New server endpoints for all page operations:

  • POST /pages/:name/screenshot - capture screenshots
  • POST /pages/:name/set-viewport - set viewport size
  • POST /pages/:name/wait-for-selector - wait for elements
  • GET /pages/:name/info - get URL and title

Phase 3: Client-Lite

  • client-lite.ts - HTTP-only client, no Playwright dependency
  • Extract shared routes to http-routes.ts (~400 lines deduplication)
  • Update SKILL.md to document client-lite API
  • Deprecate old Playwright client with migration guide

Memory Benchmark

client-lite: 29.6 KB import overhead
Playwright: 12.4 MB import overhead
Reduction: 99.8%

Test plan

  • All 54 unit tests pass
  • End-to-end: navigate, screenshot, click, fill, evaluate
  • Memory benchmark confirms savings
  • SKILL.md examples work with client-lite

Note:

This Depends on multi-agent-concurrency #24. However, this PR is asking for merge to main, and thus includes commits from that branch. This is unavoidable because of Github :(

Add serveWithExternalBrowser() that connects to an existing browser via CDP
instead of launching Playwright's Chromium. Key features:

  - Connect to any browser with CDP enabled (Chrome for Testing, Chrome Beta, etc.)
  - Auto-launch browser if not running (with BROWSER_PATH env var)
  - Browser stays open after server stops (user manages lifecycle)
  - No extension required - direct CDP connection

New files:
  - src/external-browser.ts - Core implementation
  - scripts/start-external-browser.ts - Startup script

Use case: Local development with visible browser automation where you want
to inspect results after automation completes.
When multiple AI agents run browser automation tasks in parallel,
they need separate HTTP API ports while potentially sharing the same
browser instance. This adds automatic port allocation to avoid conflicts.

Key changes:
- Add port-manager.ts for dynamic port allocation (range 9222-9300)
- Server tracking via ~/.dev-browser/active-servers.json
- PORT=XXXX output for agent discovery
- Config file support at ~/.dev-browser/config.json
- Update both standalone and external browser modes

Architecture:
  Agent 1 → server (port 9222) ┐
  Agent 2 → server (port 9224) ├→ Shared Browser (CDP 9223)
  Agent 3 → server (port 9226) ┘

See docs/CONCURRENCY.md for design decisions and usage examples.
Addresses concerns raised in PR SawyerHood#15 about single-point congestion.
When a dev-browser server crashes, its Chrome browser may still be
running on the CDP port. This adds smart cleanup to detect and
terminate orphaned browsers before launching new ones.

Key changes:
- Enhanced ServerInfo structure to track CDP port and mode
- Added detectOrphanedBrowsers() to find browsers with no registered server
- Added cleanupOrphanedBrowsers() to safely terminate orphans
- Standalone mode now cleans orphans on startup (before launching browser)
- External mode tracks CDP port but doesn't clean (browser is intentionally external)

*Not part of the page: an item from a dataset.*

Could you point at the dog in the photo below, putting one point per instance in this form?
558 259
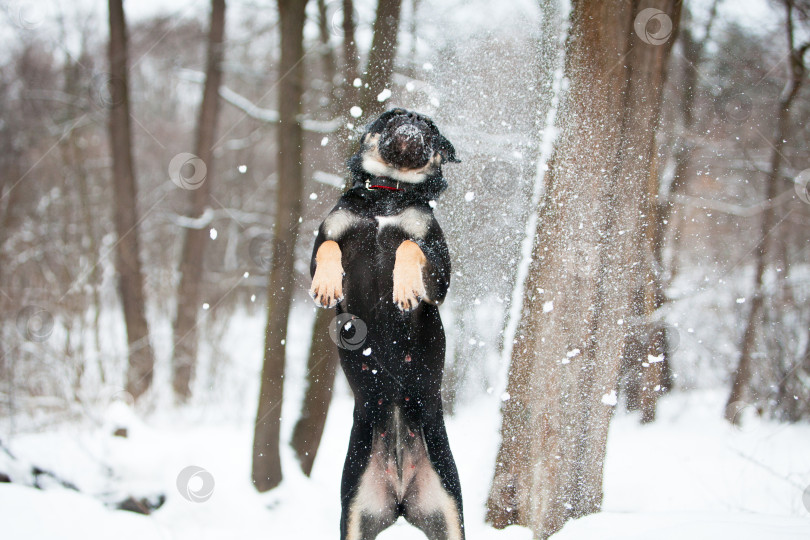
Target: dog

This restores crash recovery functionality that was previously in
start-server.ts, but in a smarter way that respects multi-agent scenarios.
  - Add ~/.dev-browser/config.json for browser configuration
  - Auto-detect Chrome for Testing on macOS/Linux/Windows
  - Add --standalone flag to force Playwright mode
  - Skip npm install when dependencies unchanged (hash check)
  - Rename port-manager.ts to config.ts with browser config
  - Let browser use default profile unless userDataDir explicitly set
  - Simplify SKILL.md documentation with single startup flow
  - Add Map-based page lookup in client.ts for O(1) targetId resolution
    (eliminates 11ms CDP session scan per lookup)
  - Add conditional npm install in server.sh using package-lock hash
    (skips 500-2000ms when dependencies unchanged)
  - Add TypeScript pre-compilation with esbuild
    (500ms faster startup using node vs tsx)
  - Include mode in POST /pages response to eliminate extra HTTP round-trip
  - Add benchmark.ts script for measuring performance

Key improvements:
  - Page lookup: 11ms → 0ms (after first access populates registry)
  - Server startup: ~700ms faster (pre-compiled + conditional npm)
  - HTTP requests: 1 fewer per getPage() call
Enables agents to use dev-browser without Playwright dependency by moving
page operations server-side and providing a thin HTTP client.

Server changes:
  - Add HTTP endpoints for page operations in index.ts and external-browser.ts:
    - POST /pages/:name/navigate - navigate to URL
    - POST /pages/:name/evaluate - execute JavaScript
    - GET /pages/:name/snapshot - get AI-friendly ARIA snapshot
    - POST /pages/:name/select-ref - get element info by ref
    - POST /pages/:name/click - click element by ref
    - POST /pages/:name/fill - fill input by ref
  - Add new API types (EvaluateRequest/Response, NavigateRequest/Response, etc.)

  New lightweight client:
  - client-lite.ts: HTTP-only client (~30KB import vs ~12MB for Playwright)
  - No Playwright dependency required on agent side
  - Same interface as full client for easy migration

  Testing:
  - http-api.test.ts: 21 tests for request validation and registry logic
  - client-lite.test.ts: 24 tests for HTTP client behavior
  - test-http-api.ts: Manual integration test script
  - memory-benchmark.ts: Measures memory savings (60% heap reduction for 10 agents)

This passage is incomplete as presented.